[SOLVED] Keras Conv1D input for a very large number of samples

Keras Conv1D input for a very large number of samples

I have a dataset containing a huge amount of samples 1686663 and 107 features (1686663, 107). I'm building a neural network using keras, and wanted to apply a 1D convolution Conv1D.

The input for the Conv1D is (batch size, number_features, timestep). the batch size is basically the number of samples, however in my case i cannot use the number of samples which is too large for my RAM. So i selected a batch size = 512.

in_shape = (batch_size,x_train.shape[1],1)

Hence, my input shape is now (512, 107, 1).

I reshaped the training vectors to match the convolution :

x_train = x_train.reshape(x_train.shape[0],x_train_shape[1],1)

When running training i get the following error:

ValueError: Input 0 of layer "sequential_10" is incompatible with the layer: expected shape=(None, 512, 107, 1), found shape=(None, 107, 1)

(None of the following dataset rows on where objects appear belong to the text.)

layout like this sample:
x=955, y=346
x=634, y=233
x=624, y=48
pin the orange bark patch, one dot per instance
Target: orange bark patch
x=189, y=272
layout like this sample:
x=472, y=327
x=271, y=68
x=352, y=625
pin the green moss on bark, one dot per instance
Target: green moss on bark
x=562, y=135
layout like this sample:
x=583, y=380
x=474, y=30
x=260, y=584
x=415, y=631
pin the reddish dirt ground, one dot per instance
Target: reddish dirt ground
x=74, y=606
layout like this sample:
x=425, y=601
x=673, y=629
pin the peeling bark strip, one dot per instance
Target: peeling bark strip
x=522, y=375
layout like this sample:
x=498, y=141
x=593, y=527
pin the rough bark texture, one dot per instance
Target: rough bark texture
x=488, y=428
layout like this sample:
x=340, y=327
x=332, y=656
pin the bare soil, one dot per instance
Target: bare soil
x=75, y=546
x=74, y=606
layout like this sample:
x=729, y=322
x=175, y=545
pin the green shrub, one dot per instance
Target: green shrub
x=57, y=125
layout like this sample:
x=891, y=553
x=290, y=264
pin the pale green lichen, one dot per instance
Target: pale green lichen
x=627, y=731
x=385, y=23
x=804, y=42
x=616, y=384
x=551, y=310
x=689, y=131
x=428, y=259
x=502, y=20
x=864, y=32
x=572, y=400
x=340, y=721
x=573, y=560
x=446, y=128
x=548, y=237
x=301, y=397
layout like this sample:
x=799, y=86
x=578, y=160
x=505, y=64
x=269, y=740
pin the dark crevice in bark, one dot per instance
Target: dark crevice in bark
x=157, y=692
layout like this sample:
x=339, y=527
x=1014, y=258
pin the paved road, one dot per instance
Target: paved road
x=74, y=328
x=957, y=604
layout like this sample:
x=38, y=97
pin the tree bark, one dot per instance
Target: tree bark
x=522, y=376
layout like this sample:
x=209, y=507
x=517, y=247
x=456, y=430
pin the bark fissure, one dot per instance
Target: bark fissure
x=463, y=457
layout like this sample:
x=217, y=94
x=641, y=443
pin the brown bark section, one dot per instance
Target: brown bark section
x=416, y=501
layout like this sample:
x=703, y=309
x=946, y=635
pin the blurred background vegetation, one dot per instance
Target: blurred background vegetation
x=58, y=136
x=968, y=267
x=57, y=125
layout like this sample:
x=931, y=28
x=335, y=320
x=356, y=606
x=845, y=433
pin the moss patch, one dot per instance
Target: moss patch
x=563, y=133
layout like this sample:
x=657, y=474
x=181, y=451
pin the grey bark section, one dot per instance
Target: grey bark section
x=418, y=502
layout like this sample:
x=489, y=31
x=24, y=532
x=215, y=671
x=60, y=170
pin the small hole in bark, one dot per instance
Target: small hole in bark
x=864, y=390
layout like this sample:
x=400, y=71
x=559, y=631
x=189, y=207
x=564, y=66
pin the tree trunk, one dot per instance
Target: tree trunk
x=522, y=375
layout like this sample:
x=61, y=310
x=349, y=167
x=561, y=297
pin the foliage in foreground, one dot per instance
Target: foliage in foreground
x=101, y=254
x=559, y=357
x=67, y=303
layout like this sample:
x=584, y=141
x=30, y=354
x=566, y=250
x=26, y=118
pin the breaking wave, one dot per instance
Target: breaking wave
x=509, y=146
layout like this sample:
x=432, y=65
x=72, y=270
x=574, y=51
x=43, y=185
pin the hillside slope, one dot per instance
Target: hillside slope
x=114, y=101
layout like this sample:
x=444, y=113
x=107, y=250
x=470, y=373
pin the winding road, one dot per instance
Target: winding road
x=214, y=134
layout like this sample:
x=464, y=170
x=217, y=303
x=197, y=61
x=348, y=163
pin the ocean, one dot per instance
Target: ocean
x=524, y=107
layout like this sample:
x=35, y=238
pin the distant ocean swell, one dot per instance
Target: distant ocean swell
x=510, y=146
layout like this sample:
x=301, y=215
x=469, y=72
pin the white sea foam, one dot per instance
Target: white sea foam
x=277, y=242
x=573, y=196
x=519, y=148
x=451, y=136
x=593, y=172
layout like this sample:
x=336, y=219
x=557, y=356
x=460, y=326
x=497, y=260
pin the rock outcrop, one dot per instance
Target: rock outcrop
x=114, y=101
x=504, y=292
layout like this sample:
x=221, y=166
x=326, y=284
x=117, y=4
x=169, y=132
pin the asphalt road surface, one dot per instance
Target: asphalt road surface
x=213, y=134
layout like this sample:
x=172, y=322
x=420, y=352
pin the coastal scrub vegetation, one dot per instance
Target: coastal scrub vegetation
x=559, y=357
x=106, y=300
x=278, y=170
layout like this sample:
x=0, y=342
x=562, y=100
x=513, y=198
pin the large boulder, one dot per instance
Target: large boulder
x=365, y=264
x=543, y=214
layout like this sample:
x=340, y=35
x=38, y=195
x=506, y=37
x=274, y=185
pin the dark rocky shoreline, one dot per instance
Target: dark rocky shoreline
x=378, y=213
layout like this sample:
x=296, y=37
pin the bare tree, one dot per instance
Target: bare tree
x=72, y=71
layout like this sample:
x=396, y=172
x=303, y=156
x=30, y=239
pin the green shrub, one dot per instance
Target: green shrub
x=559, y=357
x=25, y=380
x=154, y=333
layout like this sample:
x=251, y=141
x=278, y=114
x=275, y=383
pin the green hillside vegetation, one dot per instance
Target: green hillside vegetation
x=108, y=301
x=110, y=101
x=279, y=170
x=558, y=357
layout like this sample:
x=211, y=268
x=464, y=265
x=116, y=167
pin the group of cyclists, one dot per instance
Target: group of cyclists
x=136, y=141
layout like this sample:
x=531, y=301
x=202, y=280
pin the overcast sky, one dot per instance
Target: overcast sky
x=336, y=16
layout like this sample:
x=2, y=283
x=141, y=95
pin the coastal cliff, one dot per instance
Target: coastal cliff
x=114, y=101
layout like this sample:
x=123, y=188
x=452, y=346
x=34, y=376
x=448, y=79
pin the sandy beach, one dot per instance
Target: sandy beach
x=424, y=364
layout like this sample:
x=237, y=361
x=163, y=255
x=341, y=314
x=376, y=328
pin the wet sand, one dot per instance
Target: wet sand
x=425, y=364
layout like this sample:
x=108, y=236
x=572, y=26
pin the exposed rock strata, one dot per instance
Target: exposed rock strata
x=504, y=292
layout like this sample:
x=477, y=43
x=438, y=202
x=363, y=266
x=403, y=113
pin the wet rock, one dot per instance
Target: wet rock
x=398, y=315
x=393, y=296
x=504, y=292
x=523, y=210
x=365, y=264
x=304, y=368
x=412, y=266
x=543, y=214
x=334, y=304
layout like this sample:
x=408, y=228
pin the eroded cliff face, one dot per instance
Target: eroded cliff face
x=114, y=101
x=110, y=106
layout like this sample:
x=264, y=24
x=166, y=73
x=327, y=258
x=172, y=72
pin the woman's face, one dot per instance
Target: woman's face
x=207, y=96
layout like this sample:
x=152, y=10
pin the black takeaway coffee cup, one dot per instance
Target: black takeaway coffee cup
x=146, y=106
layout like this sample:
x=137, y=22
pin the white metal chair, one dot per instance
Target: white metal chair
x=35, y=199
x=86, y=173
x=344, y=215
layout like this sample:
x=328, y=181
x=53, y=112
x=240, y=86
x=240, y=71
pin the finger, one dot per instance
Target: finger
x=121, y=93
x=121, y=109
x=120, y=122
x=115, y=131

Could anyone tell me what I am missing here ?

Solution

When you specify the input shape, either by adding a tf.keras.Input layer as first layer, or by setting the argument input_shape directly in the first layer of your model, you don't have to add the batch size. So in your case it would be:

in_shape = (x_train.shape[1], 1)

The batch size is automatically set as first dimension of your input shape, by taking the value you set in the batch_size argument of the fit() method.

But if you do like this (batch_size, x_train.shape[1], 1), it will add the batch size twice.

The error is basically saying that it expected to find (batch size, 512, 107, 1) but found (batch size, 107, 1). It was expecting that additional 512, because you added the batch size twice.